Politik

In Gneis formiert sich Initiative

"Früh dran", aber Anrainer wollen bei Wohnprojekt nicht überfahren werden

In Gneis sollen nach der Verbauung der Bär-Gründe noch einmal 250 Wohnungen kommen. Heimat Österreich Geschäftsführer Stephan Gröger sprach mit den Stadt Nachrichten erstmals über die Pläne. SN/robert ratzer
In Gneis sollen nach der Verbauung der Bär-Gründe noch einmal 250 Wohnungen kommen. Heimat Österreich Geschäftsführer Stephan Gröger sprach mit den Stadt Nachrichten erstmals über die Pläne.

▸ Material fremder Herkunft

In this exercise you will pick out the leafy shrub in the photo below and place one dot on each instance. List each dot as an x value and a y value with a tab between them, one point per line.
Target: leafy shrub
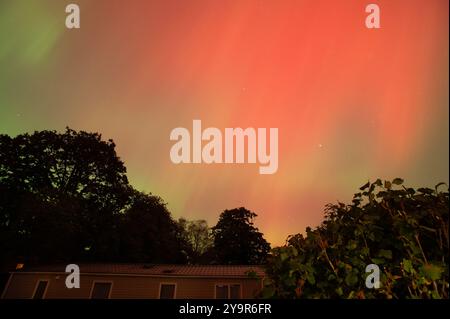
402	230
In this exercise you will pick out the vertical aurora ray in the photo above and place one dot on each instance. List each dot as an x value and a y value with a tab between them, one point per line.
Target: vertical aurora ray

Im Stadtteil Gneis gibt es seit voriger Woche eine neue Bürgerinitiative: "Bürger für Gneis." Anlass ist ein geplantes Bauvorhaben der Heimat Österreich. Der Bauträger hat vor, auf der Wiese vis-à-vis der Gneiser Kirche (entlang der Berchtesgadener Straße) rund 250 Wohnungen zu bauen. Stephan Gröger, Direktor der Heimat Österreich, bestätigt im Gespräch mit den Stadt Nachrichten diese Pläne. Mit der Stadt sei momentan vereinbart, vorne an der Straße viergeschoßig zu bauen. Hinten - in Richtung der Anrainer - würden maximal drei Geschoße kommen, die Gebäude damit nicht höher ausfallen als jene der Anrainer, sagt Gröger, der selbst in nächster Nähe wohnt: "Wir haben größtes Interesse an einer für den Stadtteil verträglichen Verbauung." 60 bis 70 der geplanten Wohnungen würden als Eigentumswohnungen gebaut, die man schließlich auch verkaufen wolle.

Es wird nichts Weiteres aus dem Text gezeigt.